Keşişleme (Samyeli): 30° enlemi çevresindeki dinamik yüksek basıncın etkisi sonucu oluşur. Suriye Çölü'nden Güneydoğu Anadolu'ya doğru eser. Sıcak ve kurudur. Bitkiler üzerinde kurutucu etkisi vardır.




C. NEM VE YAĞIŞLAR
Türkiye'de, yıllık ortalama yağış bakımından, bölgeler arasında büyük farklılıklar vardır. Bazı bölgelerde ortalama yağış 2500 mm'yi bulurken, bazı bölgelerde 250 mm'nin altına inmektedir.

Türkiye'de yağışın dağılışını incelediğimizde şu özellikler görülür:

• Türkiye'de yağış dağılışı haritası ile yer şekilleri haritası karşılaştırıldığında, aralarında yakın ilgi bulunduğu tespit edilmektedir.
• Türkiye'de fazla yağış alan yerler (1000 mm. den fazla), Doğu ve Batı Karadeniz bölümleri ile bazı Batı ve Doğu Anadolu dağlarıdır. En fazla yağış alan yer Rize çevresidir. (2400 mm. den fazla)
• Türkiye'de orta derecede yağış alan yerler (500 mm -1000 mm arası), Akdeniz, Ege, Marmara, Orta Karadeniz, Doğu Anadolu ve İç Anadolu'nun kuzey kesimleridir.
• Türkiye'de az yağış alan yerler (500 mm’nin altında), İç Anadolu, Güneydoğu Anadolu ve yer yer Doğu Anadolu'nun çukur yerleridir. En az yağış alan yer, Tuz Gölü çevresi ile Iğdır Ovası civarıdır. (250 mm nin altında)

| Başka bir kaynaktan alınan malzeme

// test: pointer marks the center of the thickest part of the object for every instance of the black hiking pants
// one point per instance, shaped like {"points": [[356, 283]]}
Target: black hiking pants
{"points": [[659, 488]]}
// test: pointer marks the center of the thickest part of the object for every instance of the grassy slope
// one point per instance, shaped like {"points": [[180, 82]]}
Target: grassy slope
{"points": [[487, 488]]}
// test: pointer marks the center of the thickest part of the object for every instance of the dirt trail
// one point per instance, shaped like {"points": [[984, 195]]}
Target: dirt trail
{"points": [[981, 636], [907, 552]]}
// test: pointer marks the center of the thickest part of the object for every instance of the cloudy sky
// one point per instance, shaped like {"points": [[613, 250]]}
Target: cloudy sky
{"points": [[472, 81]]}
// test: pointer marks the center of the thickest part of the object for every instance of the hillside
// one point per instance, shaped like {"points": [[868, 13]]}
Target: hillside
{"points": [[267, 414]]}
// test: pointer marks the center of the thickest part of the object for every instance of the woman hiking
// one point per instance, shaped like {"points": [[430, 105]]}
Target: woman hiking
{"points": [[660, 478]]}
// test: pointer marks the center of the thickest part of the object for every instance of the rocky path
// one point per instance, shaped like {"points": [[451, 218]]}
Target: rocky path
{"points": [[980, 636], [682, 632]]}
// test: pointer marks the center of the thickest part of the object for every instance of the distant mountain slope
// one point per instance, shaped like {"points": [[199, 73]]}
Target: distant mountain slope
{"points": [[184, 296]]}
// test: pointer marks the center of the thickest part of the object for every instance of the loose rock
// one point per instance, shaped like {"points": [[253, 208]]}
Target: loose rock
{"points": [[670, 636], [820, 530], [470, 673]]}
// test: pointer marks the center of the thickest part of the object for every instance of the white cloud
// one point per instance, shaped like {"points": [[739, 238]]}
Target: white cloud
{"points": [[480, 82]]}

Yağışın mevsimlere dağılımı (yağış rejimi) bakımından bölgeler arasında önemli farklılıklar görülür. Karadeniz Bölgesi her mevsim yağışlıdır. Bunun dışında kalan bölgelerde kurak ve yağışlı dönemlere rastlanır. Kurak dönem genellikle yaza rastlarken, yağışlı dönem kışa rastlar.




TÜRKİYE'DE İKLİM ÇEŞİTLERİ

Türkiye'de genel olarak üç ana iklim tipi görülür. Bunlar, Karadeniz ve Akdeniz iklimleri ile karasal iklimdir.

1. Karadeniz İklimi: Bu iklim, asıl olarak Kuzey Anadolu Dağları'nın Karadeniz'e bakan yamaçlarında görülür. ,

Genel özellikleri şöyledir:
• Her mevsim yağışlıdır.
• Doğu Karadeniz Bölümü'nde maksimum yağış sonbaharda, minimum yağış ilkbaharda düşer. Yıllık yağış miktarı 2000 - 2500 mm dir.
• Batı Karadeniz Bölümü'nde de maksimum yağış sonbaharda, minimum yağış ilkbaharda düşer. Yıllık yağış miktarı 1000 -1500 mm dir.
• Orta Karadeniz Bölümü'nde ise maksimum yağış kışın, minimum yağış yazın olmaktadır. Yıllık yağış miktarı 700 -1000 mm dir.
• Karadeniz ikliminin görüldüğü alanlarda kar yağışlı günlerin ortalaması 18 gündür.
• Yıllık ortalama sıcaklık 13-15°C’dir.
• Ocak ayı ortalama sıcaklığı 6 - 7°C’dir.
• Temmuz ayı ortalama sıcaklığı 21 - 23°C’dir.
• Yıllık sıcaklık farkı 13 -15°C’dir.
• Tabii bitki örtüsü ormandır.
• Yüksek yerlerde Alp’in çayır görülür.
• Kuzey Anadolu Dağları'nın güneye bakan kesimlerinde, deniz etkisinin azalması nedeni ile yağışlar azalır ve sıcaklıklar düşer.
• Karasal etki görülmeye başlar. (Kastamonu, Bayburt, Gümüşhane gibi)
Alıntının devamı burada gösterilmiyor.